Tanzanian authorities have detained Jamil Mukulu, the leader of the Congo-based Ugandan Islamist rebel group Allied Democratic Forces.

Mukulu was arrested in Tanzania after entering the country from eastern Congo. That report coming from the Wall Street Journal.

Ugandan police spokesman Fred Enanga said Mukulu would be tried at Uganda’s international crimes division in Kampala after his repatriation.

He faces charges of murder, terrorism and treason. 

“We are aware that he has committed crimes beyond our borders but it is Uganda which initiated his arrest warrant”, said Enanga.

Tanzanian officials are yet to comment on the development.

Mukulu, a former Roman Catholic who converted to Islam, founded the group in the 1990s, to topple the Ugandan government. Since the late 1990s, he and his fighters have swept across Uganda and eastern Congo, killing thousands of people, mainly civilians.

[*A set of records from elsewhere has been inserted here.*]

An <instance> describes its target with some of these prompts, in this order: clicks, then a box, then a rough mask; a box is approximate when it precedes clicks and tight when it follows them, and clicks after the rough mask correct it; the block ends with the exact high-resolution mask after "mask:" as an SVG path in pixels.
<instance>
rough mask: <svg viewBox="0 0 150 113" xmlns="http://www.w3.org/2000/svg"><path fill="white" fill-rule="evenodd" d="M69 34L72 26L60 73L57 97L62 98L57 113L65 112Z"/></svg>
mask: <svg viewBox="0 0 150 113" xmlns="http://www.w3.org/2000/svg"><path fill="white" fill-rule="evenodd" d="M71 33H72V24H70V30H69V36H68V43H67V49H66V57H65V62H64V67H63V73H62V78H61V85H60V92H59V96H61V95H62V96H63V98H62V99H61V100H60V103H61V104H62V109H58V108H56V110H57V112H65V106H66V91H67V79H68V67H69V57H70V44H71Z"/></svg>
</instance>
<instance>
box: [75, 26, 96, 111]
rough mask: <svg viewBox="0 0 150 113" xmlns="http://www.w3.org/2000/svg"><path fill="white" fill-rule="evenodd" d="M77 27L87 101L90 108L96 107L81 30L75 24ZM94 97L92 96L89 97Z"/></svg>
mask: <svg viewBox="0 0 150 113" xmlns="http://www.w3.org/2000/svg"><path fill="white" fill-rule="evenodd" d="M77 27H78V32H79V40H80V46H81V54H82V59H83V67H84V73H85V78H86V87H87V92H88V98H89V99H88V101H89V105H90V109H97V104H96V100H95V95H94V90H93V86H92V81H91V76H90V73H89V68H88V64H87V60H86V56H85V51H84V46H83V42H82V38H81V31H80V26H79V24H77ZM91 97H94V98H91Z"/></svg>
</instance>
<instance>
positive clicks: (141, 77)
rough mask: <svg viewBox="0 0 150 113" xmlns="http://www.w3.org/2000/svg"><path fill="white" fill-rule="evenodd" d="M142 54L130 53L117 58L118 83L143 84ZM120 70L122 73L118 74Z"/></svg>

ADF leader Jamil Mukulu (seen below) has been arrested in Tanzania

Last year, Tanzanian forces attacked ADF rebel camps near Congo’s gold trading town of Beni, shortly after defeating another rebel group, known as the M23 in a U.S. backed campaign to rid the mineral-rich region of numerous militias.

A Congolese military court tried Mukulu in absentia and sentenced him to death in November 2014, after convicting him and three others for terrorism and murder, in relation to a spate of attacks inside Congo.

Mukulu was put on the U.N. sanctions list in 2011 for his role in the destabilization of Congo.